No aprendizado da arte literária isso é mais do que patente.
O simples esforço de assimilar auditivamente a maneira, o tom, o ritmo, o
estilo de um grande escritor já é uma imitação mental, uma reprodução interior
daquilo que você está lendo. A imitação torna-se ainda mais visível quando você
decora e declama poemas, discursos, sermões ou capítulos de uma narrativa.

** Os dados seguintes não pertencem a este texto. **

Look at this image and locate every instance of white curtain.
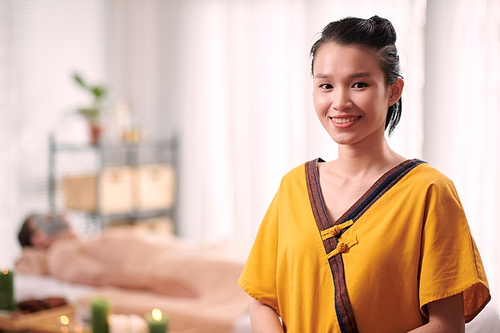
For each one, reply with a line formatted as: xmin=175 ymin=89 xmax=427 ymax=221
xmin=424 ymin=0 xmax=500 ymax=312
xmin=179 ymin=0 xmax=425 ymax=244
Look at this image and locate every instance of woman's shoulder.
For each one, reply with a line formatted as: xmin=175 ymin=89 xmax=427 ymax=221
xmin=410 ymin=160 xmax=454 ymax=187
xmin=282 ymin=158 xmax=323 ymax=184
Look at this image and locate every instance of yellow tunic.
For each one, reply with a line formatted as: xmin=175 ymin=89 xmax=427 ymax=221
xmin=239 ymin=161 xmax=490 ymax=333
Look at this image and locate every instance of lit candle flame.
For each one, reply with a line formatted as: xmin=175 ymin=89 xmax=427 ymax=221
xmin=59 ymin=315 xmax=69 ymax=325
xmin=151 ymin=309 xmax=161 ymax=321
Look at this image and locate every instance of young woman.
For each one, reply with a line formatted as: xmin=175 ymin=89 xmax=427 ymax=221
xmin=240 ymin=16 xmax=490 ymax=333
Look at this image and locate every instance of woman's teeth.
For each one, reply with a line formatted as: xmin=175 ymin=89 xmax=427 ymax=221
xmin=332 ymin=117 xmax=360 ymax=124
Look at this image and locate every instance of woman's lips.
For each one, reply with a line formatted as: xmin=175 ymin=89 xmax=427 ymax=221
xmin=330 ymin=116 xmax=361 ymax=128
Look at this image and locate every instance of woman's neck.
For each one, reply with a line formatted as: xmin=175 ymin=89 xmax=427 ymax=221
xmin=334 ymin=138 xmax=406 ymax=179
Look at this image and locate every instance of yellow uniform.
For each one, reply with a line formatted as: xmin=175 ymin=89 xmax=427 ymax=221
xmin=239 ymin=160 xmax=490 ymax=333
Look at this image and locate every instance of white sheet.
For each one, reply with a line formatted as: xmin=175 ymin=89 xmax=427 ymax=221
xmin=14 ymin=274 xmax=252 ymax=333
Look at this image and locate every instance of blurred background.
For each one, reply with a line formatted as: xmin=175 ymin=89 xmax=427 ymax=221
xmin=0 ymin=0 xmax=500 ymax=309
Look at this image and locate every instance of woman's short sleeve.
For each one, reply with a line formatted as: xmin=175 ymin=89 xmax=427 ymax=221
xmin=419 ymin=176 xmax=491 ymax=322
xmin=239 ymin=191 xmax=279 ymax=312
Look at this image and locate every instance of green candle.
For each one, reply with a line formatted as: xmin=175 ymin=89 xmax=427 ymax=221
xmin=90 ymin=296 xmax=111 ymax=333
xmin=0 ymin=266 xmax=15 ymax=311
xmin=148 ymin=309 xmax=168 ymax=333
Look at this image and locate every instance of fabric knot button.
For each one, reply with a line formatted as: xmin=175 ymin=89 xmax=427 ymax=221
xmin=337 ymin=242 xmax=349 ymax=253
xmin=331 ymin=225 xmax=340 ymax=236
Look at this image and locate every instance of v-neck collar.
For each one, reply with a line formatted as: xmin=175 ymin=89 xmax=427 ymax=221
xmin=308 ymin=158 xmax=425 ymax=228
xmin=305 ymin=158 xmax=425 ymax=333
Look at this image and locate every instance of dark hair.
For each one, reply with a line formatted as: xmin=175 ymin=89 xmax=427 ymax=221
xmin=17 ymin=215 xmax=34 ymax=247
xmin=310 ymin=15 xmax=403 ymax=135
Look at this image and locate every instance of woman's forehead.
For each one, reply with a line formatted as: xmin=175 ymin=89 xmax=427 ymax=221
xmin=313 ymin=42 xmax=381 ymax=77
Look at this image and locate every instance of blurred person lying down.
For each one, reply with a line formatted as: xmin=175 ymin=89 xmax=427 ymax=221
xmin=15 ymin=215 xmax=245 ymax=298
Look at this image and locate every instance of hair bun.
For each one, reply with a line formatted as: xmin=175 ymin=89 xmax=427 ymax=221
xmin=364 ymin=15 xmax=397 ymax=47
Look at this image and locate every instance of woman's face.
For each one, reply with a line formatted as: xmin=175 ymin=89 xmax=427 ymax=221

Porém nas suas primeiras investidas na arte da escrita é impossível que você
não copie, adaptando-os às suas necessidades expressivas, os giros de linguagem
que aprendeu em Machado de Assis, Eça de Queiroz, Camilo Castelo Branco,
Balzac, Stendhal e não sei mais quantos. Esse exercício, se você é um escritor
sério, continua pela vida a fora. Quando conheci Herberto Sales – que Otto Maria
Carpeaux julgava o escritor dotado de mais consciência artística já nascido
neste país --, ele estava sentado no saguão do Hotel Glória com um volume de
Proust e um caderninho onde anotava cada solução expressiva encontrada pelo
romancista, para usá-la a seu modo quando precisasse. Já era um homem de
setenta e tantos anos, e ainda estava praticando as lições do velho Antoine
Albalat.[1] É assim, por acumulação e diversificação dos recursos aprendidos,
que se forma, pari passu com a evolução natural da personalidade, o estilo
pessoal que singulariza um escritor entre todos. T. S. Eliot ensinava que um
escritor só é verdadeiramente grande quando nos seus escritos transparece, como
em filigrana, toda a história da arte literária.

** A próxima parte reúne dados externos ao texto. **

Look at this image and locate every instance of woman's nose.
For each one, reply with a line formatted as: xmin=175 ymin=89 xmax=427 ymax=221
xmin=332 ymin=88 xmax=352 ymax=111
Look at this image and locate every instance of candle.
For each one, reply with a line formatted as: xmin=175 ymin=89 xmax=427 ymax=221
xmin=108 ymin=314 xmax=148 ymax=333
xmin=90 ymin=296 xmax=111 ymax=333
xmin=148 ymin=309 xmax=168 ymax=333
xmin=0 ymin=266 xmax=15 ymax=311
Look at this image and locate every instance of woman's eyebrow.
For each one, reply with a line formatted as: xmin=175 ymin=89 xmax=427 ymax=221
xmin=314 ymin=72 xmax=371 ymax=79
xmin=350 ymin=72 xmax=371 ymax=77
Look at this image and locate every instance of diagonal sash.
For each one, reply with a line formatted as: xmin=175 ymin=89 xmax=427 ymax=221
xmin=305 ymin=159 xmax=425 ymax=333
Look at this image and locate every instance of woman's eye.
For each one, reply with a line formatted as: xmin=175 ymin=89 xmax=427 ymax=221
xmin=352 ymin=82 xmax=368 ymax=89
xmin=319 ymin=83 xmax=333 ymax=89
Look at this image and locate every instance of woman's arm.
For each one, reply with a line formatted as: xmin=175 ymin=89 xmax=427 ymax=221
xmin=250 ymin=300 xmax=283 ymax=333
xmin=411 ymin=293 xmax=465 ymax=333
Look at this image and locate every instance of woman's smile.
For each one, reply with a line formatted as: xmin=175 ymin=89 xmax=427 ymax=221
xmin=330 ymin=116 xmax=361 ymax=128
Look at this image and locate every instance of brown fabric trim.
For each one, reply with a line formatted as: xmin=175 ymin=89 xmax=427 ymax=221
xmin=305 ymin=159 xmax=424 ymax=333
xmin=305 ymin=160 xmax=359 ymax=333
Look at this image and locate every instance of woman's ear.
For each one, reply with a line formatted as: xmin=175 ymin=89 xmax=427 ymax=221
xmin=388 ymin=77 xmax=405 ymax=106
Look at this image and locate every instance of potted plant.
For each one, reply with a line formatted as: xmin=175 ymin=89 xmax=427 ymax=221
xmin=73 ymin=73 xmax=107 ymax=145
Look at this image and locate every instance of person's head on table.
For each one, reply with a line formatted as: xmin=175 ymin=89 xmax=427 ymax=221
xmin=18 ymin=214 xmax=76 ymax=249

Em outros tipos de aprendizado, a imitação é ainda mais
decisiva. Nas artes marciais e na ginástica, quantas vezes você não tem de
repetir o gesto do seu instrutor até aprender a produzi-lo por si próprio! Na
música, quantas performances magistrais o pianista não aprende de cor até produzir
a sua própria!
Nas ciências e na tecnologia, o manejo de equipamentos
complexos nunca se aprende só em manuais de instrução: o aluno tem de ver e
imitar o técnico mais experiente, num processo de assimilação sutil que
engloba, em doses consideráveis, a transmissão não-verbal. [2]
Por que seria diferente na filosofia? Compreender uma
filosofia não se resume nunca em ler as obras de um filósofo e julgá-las
segundo uma reação imediata ou as opiniões de um professor. É impregnar-se de
um modo de ver e pensar como se ele fosse o seu próprio, é olhar o mundo com os
olhos do filósofo, com ampla simpatia e sem medo de contaminar-se dos seus
possíveis erros. Se desde o início você já lê com olhos críticos, buscando
erros e limitações, o que você está fazendo é reduzir o filósofo à escala das
suas próprias impressões, em vez de ampliar-se até abranger o “universo” dele.
Erros e limitações não devem ser buscados, devem surgir naturalmente à medida
que você assimila novos e novos autores, novos e novos estilos de pensar,
pesando cada um na balança da tradição filosófica e não da sua incultura de
principiante. Não seria errado dizer que, entre outros critérios, um professor
de filosofia deve ser julgado, sobretudo, pelo número e variedade dos autores,
das escolas de pensamento, das vias de conhecimento que abriu em leque para que
seus estudantes as percorressem. [3]
Não é preciso mais exemplos. Em todos esses casos, a
imitação é o gatilho que põe em movimento o aprendizado, e em todos esses casos
ela não se congela em repetição servil porque o aprendiz passa de modelo a
modelo, incorporando uma diversidade de percepções e estilos que acabarão
espontaneamente se condensando numa fórmula pessoal, irredutível a qualquer dos
seus componentes aprendidos.
Mas o que acontece se, em vez disso, o aluno é submetido,
por anos a fio, à influência monopolística de um estilo de pensamento
dominante, aliás muito limitado no seu escopo e na sua esfera de interesses, e
adestrado para desinteressar-se de tudo o mais sob a desculpa de que “não é
referência universitária”?
Se durante quatro, cinco ou seis anos você é obrigado a
imitar sempre a mesma coisa, e ainda temendo que o fracasso em adaptar-se a ela
marque o fim da sua carreira universitária, a imitação deixa de ser um
exercício temporário e se torna o seu modo permanente de ser – um “hábito”, no
sentido aristotélico.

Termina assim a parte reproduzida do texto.